If it's math, show students how to play with numbers, whether it's cryptography or packing problems, calculating rocket velocities or batting averages or the number of friends who can sit at a table if frenemies don't sit next to each other or how quickly their city could deal with Godzilla. Let them see pattern and rhythm in numbers and fractions.****** Ask if they see ways to improve on the Sieve of Eratosthenes. Teach them to crack the code of the composition prompts, sure, but as a subset of cracking any text—which also means figuring out that cryptic note from the boss. If it's more interesting to have them do it as part of a game in which they are intelligence analysts trying to figure out where Agent X-12 is being held, great; but there's a surprising amount of entertainment in abstract problems.******
Most of all, recognize that the standardized tests are set up to create a safe pathway for dolts, but that is not the only safe pathway, and if by any chance you're not a dolt, it's not even the safest. Test-drilling will not protect your job in the long run as well as teaching actual skills and grasp of the subject, because the test can change instantly at the whims of several levels of authority, but the subject can't. It is also far from the best for the students; this phase of capitalism's relentless plugging and closing of upward-leading slots in the economy means there are fewer and fewer places for the well-connected and prepped "qualified" person, but the state of technology and business also means there is more room than ever for the ones who can actually do something. If you can steer them toward growing a brain rather than accepting a diploma, in the longer run, you and they will be all right.
§

*For a pretty cool take on the same basic idea you might see Melissa Scott's classic Five-Twelfths of Heaven, which was considerably better than any idea I ever had about music-to-math.
**Notice the etymology here; it's not unlike the Sorting Hat at Hogwarts, ne?
***Perhaps even in the sense of "able to become a suit in some large office block."
****That's what makes the scene in the movie such a classic, because "Oz never did give nothing to the Tin Man that he didn't already have." They all deserve the awards and recognition they are receiving, as outward signs of the brain, heart, and courage they were ostensibly questing for, and actually had all along. But they are receiving them from a charlatan who has no idea what what they actually did, and wouldn't care if they did know, and who means to cheat them.

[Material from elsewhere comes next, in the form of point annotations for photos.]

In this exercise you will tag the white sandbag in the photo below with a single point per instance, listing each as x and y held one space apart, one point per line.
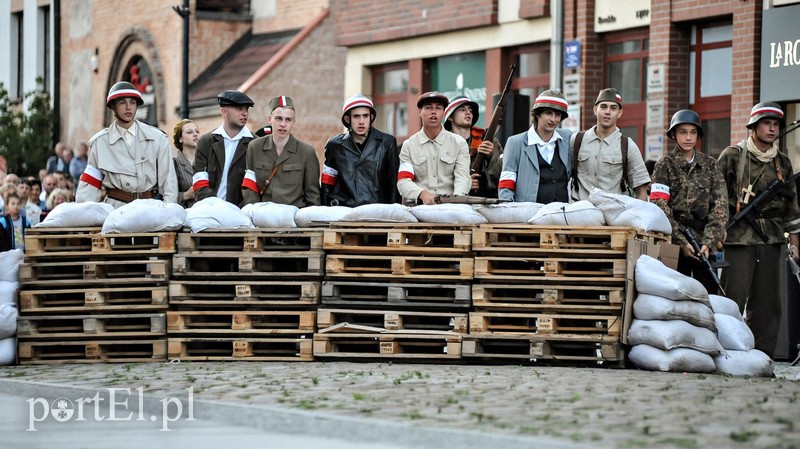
271 215
389 213
673 334
216 213
624 210
675 360
8 320
448 213
753 363
320 215
734 334
654 278
76 215
509 212
9 264
725 306
8 351
579 213
145 216
8 292
651 307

You don't get irony better than that.
***** This is another effect of the systematization that divides the highly and the less skilled more deeply and completely every year. If you remember the Lopez lifeguard case, this is another way of making the good-potentially-excellent function like the marginal-potentially-adequate, as Whatzisname points out.
******I don't mean "instead of" (in the way that  some teachers have turned math class into group drumming); I mean that a kid who has a grasp of a time signature is only a short step from understanding quantum numbers and suborbitals. Maybe I gave up on that short story idea too easily.
 
******* Here's one I've used on just barely or just recently literate/numerate students: given a particular dictionary, how would you find the two words in it which are adjoining but farthest apart alphabetically? (There are dozens of ways). Now is there any way of deciding which way would be fastest without actually trying them against each other? And how sure could you be of your answer? Does it depend on how you define "farthest apart alphabetically?" I've seen a bright eight year old spend most of a day on that problem ... and I guarantee she learned a lot more doing that than she ever would have memorizing "first try to eliminate answers that include the words always and never."